Drilling – gun drills
Drilling holes where the depth is much greater than the diameter of the bore is a traditional problem. One obvious example of this is drilling holes in gun barrels.
The solution to this is the gun drill.
A gun drill is nothing like a traditional drill bit. There are certain key features. Firstly the shaft of the gun drill is made from a hollow tube. This tube is slightly smaller in diameter than the hole being drilled. This tube is squashed on one side to form a v-shape along the length of the tube. This is so coolant can be pumped down the middle of the tube. It comes out at the cutting edge and the returns in the V-shaped groove. The coolant is pumped in at a very high pressure so as to force the swarf back along the V-shape.

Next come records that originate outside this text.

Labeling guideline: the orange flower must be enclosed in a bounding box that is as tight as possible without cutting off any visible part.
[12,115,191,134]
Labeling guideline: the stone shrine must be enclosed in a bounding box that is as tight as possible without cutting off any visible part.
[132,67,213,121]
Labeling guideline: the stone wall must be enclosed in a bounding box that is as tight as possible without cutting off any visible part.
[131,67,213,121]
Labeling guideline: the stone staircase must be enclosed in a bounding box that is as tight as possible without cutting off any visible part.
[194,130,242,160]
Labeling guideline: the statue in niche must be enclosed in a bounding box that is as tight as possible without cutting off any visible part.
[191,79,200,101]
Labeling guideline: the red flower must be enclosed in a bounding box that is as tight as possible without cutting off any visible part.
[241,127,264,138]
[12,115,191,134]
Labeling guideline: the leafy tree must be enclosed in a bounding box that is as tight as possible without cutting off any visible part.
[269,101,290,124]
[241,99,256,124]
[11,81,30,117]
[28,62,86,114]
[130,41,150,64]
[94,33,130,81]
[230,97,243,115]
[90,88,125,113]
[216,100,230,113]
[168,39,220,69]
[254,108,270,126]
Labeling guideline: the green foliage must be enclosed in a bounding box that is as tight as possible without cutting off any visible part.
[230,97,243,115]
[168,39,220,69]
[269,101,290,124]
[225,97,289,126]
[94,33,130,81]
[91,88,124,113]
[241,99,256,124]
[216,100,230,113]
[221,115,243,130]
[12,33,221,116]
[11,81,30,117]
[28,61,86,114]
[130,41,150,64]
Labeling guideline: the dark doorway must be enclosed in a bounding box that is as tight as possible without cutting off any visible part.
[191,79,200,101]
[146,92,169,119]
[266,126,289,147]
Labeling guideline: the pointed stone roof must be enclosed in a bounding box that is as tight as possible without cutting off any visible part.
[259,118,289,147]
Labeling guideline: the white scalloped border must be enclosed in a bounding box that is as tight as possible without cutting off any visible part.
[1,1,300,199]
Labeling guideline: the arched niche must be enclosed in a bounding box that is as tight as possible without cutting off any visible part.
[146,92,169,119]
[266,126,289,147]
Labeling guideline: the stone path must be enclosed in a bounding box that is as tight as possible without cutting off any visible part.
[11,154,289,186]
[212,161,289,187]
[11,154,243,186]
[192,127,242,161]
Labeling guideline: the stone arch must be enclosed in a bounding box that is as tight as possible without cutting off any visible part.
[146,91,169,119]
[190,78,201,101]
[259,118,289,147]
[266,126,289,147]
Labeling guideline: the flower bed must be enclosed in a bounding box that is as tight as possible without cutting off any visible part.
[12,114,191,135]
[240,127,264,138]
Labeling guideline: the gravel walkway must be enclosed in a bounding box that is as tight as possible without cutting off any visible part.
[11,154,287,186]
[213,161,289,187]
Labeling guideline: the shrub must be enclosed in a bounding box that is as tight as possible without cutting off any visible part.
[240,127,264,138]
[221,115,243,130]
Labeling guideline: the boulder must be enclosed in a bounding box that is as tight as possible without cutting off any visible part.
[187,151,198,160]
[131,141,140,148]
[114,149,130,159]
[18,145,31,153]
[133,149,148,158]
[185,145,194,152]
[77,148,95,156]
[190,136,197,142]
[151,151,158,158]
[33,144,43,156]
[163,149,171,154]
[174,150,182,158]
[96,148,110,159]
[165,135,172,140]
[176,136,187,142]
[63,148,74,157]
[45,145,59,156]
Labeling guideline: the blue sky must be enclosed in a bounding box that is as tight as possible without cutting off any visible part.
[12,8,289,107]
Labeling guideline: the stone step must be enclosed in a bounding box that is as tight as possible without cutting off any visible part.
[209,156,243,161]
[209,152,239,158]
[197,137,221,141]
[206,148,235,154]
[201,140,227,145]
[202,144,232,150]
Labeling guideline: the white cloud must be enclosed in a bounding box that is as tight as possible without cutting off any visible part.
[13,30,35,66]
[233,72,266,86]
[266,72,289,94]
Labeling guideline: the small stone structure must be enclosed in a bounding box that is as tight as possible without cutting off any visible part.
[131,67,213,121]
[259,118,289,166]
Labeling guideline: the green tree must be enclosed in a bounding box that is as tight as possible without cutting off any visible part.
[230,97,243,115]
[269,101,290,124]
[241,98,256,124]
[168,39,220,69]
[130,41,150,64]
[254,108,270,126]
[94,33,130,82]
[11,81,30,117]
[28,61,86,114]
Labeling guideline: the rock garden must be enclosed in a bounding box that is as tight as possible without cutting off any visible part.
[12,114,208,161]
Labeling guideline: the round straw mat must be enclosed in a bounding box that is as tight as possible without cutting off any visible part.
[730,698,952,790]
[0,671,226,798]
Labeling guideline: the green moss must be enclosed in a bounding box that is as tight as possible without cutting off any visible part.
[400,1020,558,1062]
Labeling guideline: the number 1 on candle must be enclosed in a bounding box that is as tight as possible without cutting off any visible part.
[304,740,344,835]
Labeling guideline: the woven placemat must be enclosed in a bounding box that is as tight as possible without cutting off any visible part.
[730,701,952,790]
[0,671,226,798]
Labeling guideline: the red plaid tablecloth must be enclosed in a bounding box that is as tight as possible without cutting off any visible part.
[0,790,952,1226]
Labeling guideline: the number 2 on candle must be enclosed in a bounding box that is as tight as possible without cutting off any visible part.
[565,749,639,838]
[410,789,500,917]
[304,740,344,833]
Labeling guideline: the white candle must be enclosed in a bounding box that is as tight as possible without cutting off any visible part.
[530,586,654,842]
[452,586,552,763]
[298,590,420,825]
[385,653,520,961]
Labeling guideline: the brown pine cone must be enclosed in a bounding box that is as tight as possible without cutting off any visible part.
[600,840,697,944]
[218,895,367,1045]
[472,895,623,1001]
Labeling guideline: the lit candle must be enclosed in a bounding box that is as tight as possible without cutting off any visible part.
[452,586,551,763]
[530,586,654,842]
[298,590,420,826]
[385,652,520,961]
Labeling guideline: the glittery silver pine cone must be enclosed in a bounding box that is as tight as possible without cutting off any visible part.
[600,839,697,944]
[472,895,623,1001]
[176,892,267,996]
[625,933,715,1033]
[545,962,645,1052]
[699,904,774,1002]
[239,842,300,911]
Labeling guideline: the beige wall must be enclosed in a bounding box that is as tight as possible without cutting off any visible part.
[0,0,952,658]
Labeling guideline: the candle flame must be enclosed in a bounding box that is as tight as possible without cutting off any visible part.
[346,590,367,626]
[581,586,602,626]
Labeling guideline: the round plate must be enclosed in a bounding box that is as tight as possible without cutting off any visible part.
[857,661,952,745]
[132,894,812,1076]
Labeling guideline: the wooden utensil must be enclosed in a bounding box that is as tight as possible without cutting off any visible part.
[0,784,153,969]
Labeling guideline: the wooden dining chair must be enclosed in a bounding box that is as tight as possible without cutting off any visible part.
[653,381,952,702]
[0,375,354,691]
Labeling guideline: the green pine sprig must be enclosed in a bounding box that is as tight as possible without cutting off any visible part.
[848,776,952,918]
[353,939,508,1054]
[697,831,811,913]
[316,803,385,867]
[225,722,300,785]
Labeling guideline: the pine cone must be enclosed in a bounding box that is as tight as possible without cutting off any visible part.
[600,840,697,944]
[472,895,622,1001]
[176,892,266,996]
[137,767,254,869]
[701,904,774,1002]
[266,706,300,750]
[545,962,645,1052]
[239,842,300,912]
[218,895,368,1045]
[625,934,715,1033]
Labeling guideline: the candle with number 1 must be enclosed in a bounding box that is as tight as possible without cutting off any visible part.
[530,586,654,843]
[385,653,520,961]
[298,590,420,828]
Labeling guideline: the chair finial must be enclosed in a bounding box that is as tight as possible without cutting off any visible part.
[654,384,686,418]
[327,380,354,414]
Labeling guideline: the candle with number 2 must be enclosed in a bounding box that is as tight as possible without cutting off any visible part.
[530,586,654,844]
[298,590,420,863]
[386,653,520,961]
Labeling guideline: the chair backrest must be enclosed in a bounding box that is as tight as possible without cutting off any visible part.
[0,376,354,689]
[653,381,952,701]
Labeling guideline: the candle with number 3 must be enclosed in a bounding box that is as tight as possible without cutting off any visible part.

The workpiece is held in the chuck and is rotated. The drill is fitted to the toolpost so the drill is feed automatically into the workpiece.
fig the shank of a gun drill
The idea is that the cutting fluid is pumped down the center of the tube. This not only lubricates the cutting action but it also forces the swarf back up the outside of the tube especially in the v-shape.
Secondly the cutting part of the gun drill consists of a round piece of carbide. This is brazed onto the shank. It is about 25mm long in this example. The diameter is the the bore of the barrel, in this case, 0.265inches. This part has a v-shaped formed in it to match the v-shape in the shank. It has one cutting edge. It also has a small hole in it the enables cutting fluid from the shank to get to the cutting edge.
fig the carbide tip showing hole for cutting fluid
fig carbide tip showing v-shape
A gun drill can only drill a conventional round hole. This hole is then reamed to a slightly larger size. This then is lapped and polished. If the bore is to be rifled then this can now be done.